I’m a bit of a follower of Paul Tillich, and in his Dynamics of Faith he describes faith as “ultimate concern” and a centered act that involves the whole person. He also says what it is not. It is not believing the unbelievable. Our beliefs may change over our lifetime as mine certainly have, yet my faith remains solid. In fact, last December, I decided to stop believing anything. I adopted a beginners mind and read widely on spiritual matters. In the end, I’m back with Radha Krishna devotion but on a higher level.

What do we have faith in? Do we have faith in God-dess, Radha Krishna? or the teachings of a guru? or what it says in some old books? or the process of devotion? the grace of God-dess?

We need not believe anything to have faith, yet beliefs form the content of faith. Those beliefs are expressed in symbol and myth. They may be changed and altered over time just as we may rearrange the furniture of our home. The symbols and myths point to God-dess, but are not God-dess per se.

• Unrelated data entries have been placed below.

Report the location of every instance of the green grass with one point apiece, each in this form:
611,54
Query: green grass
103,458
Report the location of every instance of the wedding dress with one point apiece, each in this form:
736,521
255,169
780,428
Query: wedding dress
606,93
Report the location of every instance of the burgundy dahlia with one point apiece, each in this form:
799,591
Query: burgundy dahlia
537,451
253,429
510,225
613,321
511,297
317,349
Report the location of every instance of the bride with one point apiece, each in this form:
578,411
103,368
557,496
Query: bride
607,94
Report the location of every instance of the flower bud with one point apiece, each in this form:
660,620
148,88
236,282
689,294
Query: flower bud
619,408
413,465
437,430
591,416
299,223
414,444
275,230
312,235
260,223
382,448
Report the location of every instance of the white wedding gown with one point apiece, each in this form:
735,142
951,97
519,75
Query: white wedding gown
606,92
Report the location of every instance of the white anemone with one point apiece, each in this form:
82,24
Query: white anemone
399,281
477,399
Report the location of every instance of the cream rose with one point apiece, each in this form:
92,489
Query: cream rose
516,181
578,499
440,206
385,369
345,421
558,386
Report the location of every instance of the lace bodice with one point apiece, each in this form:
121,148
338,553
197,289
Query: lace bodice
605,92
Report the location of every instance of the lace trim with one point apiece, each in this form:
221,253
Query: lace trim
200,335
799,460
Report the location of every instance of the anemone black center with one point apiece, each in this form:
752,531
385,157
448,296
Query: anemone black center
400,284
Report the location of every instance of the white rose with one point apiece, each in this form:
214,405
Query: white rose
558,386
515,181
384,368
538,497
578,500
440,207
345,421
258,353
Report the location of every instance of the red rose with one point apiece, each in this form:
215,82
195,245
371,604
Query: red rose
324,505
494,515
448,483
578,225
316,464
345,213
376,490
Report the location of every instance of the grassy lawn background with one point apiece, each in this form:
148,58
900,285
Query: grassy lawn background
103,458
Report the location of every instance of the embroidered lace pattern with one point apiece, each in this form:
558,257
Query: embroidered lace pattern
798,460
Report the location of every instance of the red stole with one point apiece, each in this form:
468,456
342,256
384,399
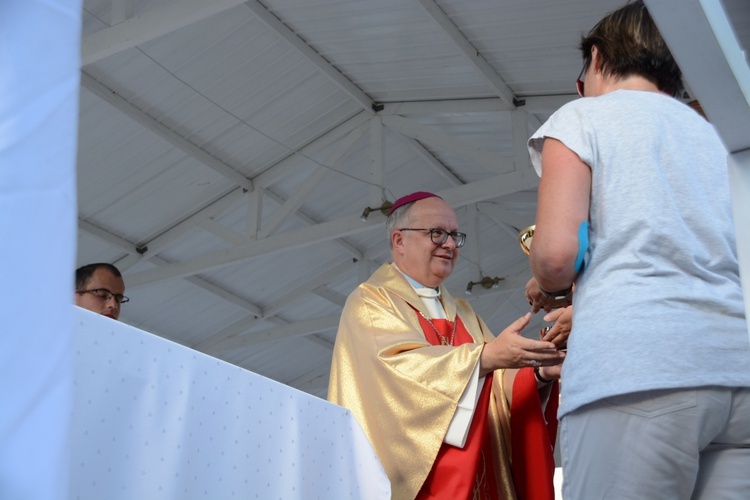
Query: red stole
533,435
466,472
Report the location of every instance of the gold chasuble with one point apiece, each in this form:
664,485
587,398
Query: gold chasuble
402,389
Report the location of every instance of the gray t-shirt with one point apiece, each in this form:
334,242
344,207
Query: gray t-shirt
659,303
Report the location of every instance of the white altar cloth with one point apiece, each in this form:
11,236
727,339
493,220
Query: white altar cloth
154,420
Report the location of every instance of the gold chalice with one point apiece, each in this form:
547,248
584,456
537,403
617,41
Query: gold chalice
525,237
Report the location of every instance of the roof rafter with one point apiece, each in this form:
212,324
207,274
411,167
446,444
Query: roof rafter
459,196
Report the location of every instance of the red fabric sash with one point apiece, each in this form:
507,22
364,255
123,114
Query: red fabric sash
462,472
533,435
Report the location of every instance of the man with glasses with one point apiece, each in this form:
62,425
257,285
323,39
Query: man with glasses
418,368
100,288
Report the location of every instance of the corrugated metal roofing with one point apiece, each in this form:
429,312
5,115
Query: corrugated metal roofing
225,158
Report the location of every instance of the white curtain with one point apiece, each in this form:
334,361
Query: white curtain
39,85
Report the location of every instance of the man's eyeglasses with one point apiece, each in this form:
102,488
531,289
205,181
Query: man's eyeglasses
105,295
579,81
440,236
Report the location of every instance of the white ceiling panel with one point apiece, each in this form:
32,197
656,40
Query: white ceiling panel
224,161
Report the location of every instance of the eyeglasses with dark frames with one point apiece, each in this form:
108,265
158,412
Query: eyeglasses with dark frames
105,295
580,83
440,236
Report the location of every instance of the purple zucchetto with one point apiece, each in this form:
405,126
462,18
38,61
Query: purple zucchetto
409,198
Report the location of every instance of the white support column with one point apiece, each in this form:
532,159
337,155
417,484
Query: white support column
701,39
739,177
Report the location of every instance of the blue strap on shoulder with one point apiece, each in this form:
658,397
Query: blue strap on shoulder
583,245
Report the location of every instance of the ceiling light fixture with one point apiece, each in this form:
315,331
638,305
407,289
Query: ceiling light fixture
486,282
384,208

Yet they partake in the nature of God-dess and are therefore simultaneously one and different from God-dess.

Bhaktivinode was influenced by Unitarian theologians and his views are very similar to Tillich’s. One important point for Bhaktivinode was that these symbols were not based on material conceptions, but on what we may call spiritual archetypes, and here Jungian thought and Joseph Campbell are relevant. This world is seen as an emanation of the spiritual world, and therefore, the patterns seen here are derived from there rather than projecting our patterns on the spiritual world.

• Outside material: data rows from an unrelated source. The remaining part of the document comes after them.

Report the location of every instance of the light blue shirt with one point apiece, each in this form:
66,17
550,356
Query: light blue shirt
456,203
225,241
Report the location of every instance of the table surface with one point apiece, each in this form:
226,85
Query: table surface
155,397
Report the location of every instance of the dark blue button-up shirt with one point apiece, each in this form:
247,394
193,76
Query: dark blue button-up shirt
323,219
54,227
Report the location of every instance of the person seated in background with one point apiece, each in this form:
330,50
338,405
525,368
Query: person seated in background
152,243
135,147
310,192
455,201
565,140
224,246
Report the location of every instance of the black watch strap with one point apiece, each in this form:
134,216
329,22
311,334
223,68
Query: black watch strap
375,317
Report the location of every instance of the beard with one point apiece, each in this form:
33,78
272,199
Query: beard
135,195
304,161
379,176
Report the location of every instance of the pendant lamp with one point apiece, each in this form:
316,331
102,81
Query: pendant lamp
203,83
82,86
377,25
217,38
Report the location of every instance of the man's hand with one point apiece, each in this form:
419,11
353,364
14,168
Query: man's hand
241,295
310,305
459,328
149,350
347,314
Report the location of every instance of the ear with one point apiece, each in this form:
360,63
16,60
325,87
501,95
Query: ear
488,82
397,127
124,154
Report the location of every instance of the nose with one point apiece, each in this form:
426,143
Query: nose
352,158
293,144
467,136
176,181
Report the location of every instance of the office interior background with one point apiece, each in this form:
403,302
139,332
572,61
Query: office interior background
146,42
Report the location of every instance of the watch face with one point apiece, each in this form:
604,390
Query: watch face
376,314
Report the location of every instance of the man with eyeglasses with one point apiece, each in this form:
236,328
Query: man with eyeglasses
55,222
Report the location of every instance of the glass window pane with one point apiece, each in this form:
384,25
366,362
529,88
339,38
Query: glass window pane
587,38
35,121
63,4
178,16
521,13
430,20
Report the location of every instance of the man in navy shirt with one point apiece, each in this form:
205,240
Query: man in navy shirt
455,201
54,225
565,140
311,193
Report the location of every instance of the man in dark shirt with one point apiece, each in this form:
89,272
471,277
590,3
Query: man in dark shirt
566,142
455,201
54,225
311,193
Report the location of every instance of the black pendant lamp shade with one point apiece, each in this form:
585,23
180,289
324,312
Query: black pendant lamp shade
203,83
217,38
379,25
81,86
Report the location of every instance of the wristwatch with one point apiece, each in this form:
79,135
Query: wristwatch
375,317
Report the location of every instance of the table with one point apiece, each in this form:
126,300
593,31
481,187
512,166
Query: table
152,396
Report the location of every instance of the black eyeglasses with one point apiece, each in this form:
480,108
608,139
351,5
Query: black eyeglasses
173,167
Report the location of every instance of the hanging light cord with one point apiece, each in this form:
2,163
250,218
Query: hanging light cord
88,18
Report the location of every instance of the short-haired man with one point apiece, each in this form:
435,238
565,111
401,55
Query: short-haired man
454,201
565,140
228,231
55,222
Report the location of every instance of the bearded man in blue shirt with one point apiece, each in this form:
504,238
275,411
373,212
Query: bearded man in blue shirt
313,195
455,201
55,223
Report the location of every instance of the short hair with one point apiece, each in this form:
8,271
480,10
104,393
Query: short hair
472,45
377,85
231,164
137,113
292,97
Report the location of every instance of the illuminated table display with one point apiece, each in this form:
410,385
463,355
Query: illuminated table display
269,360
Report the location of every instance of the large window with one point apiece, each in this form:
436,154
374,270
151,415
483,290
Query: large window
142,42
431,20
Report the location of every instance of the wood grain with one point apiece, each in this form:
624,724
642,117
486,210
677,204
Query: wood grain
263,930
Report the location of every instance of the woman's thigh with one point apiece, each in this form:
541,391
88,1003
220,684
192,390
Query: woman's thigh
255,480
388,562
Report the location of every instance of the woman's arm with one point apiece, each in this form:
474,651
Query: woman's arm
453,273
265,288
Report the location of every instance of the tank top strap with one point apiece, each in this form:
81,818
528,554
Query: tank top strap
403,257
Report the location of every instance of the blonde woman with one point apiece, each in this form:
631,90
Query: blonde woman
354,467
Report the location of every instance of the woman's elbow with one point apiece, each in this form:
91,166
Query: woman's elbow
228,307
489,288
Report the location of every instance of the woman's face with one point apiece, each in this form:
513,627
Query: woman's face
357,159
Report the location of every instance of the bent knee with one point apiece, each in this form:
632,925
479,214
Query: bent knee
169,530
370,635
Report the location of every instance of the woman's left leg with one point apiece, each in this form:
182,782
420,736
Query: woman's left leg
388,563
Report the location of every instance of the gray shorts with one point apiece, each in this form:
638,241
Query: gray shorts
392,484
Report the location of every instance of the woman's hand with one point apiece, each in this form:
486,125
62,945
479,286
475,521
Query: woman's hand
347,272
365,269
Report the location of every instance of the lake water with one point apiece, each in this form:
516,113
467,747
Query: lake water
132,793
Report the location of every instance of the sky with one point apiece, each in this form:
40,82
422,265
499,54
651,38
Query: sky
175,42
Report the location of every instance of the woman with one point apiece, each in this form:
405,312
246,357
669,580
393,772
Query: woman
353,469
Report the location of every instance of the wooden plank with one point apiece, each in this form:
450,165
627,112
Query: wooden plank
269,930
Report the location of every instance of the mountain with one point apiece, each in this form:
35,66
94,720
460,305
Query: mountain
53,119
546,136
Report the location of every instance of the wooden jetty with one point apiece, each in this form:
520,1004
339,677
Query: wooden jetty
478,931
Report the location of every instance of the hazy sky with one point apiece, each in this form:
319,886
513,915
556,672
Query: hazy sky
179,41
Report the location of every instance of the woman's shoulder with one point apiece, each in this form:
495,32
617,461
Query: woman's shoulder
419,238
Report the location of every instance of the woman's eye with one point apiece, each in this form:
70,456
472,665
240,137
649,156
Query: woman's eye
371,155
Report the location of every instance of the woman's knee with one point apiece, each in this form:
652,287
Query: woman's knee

I am very impressed by Tillich’s view of faith, and one of the writing projects I have lined up is to write an essay on it. I think it is very important to make this distinction between faith and belief so that when we find out the Bhagavad Gita wasn’t written by Vyasa, 5,000 years ago and transmitted to us exactly by the infallible disciplic succession, or when someone like me says we need to transform these myths and symbols to make them relevant, we do not lose faith because our beliefs are challenged. This is a progressive Protestant way of thinking. I think we need a reformation of our own. Let’s transform some sacred cows into gourmet burgers (metaphorically speaking of course).


Comments are closed.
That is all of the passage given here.